Posted by Deborah Grauzam on

My 2 year old (almost 3 year old) daughter with Down Syndrome is still having difficulty with speech. She has many signs, but her words are limited to ones such as "ball" and "book." I have asked her speech therapist about the Straw Kit. Her therapist does not seem to be in favor of anything other than traditional speech therapy. Does the straw kit help accelerate speech?

Also, her OT would like her to drink out of a cup. Which cup would be best, or is it best to continue with straws for now? Thank you!

Ana

Hi Ana,

Sorry to hear that your daughter is having difficulty with speech. I do believe that the straw kit is something worth pursuing.  I often work with children with another therapist in a situation like this.  One can work on traditional speech techniques and the other oral placement for speech production and feeding.  That might be something to think about.  The straws work on different levels of tongue retraction and lip rounding which are both movements used in speech production. I do find with my patients that speech comes faster with oral placement therapy.  As far as a cup I would recommend starting with the pink cut out cup.

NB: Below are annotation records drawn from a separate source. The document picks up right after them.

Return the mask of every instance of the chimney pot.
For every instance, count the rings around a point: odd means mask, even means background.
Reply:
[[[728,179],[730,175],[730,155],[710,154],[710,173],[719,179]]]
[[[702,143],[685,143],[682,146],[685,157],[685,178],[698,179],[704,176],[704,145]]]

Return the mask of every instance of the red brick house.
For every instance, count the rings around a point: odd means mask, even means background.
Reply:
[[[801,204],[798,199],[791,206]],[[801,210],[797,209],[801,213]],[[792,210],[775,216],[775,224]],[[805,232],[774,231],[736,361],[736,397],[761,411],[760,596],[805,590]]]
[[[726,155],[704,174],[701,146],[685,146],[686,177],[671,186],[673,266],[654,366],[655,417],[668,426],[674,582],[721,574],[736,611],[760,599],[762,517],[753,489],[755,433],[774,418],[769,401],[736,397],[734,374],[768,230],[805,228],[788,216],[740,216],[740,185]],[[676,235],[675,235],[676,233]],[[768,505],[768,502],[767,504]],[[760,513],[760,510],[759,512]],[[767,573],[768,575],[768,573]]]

Please let me know if you have any other questions.  We are always here to help.

Thanks,

Liz Smithson

Elizabeth Smithson, MSP, CCC-SLP is a Speech-Language Pathologist who has over 10 years of professional experience working with infants, children, adolescents and adults. She earned her Master of Speech Pathology at the University of South Carolina. Liz is also a Level 5 TalkTools® Trained Therapist. She has received specialized training in Oral Placement Therapy, Speech, Feeding, Apraxia, Sensory Processing Disorders, and PROMPT©. Liz works with clients with a wide range of disabilities including Cerebral Palsy, Down Syndrome, and Spinal Muscular Atrophy.  She works through her own private practice Elizabeth Smithson Therapy, LLC in the home setting and in the TalkTools® office in Charleston, SC.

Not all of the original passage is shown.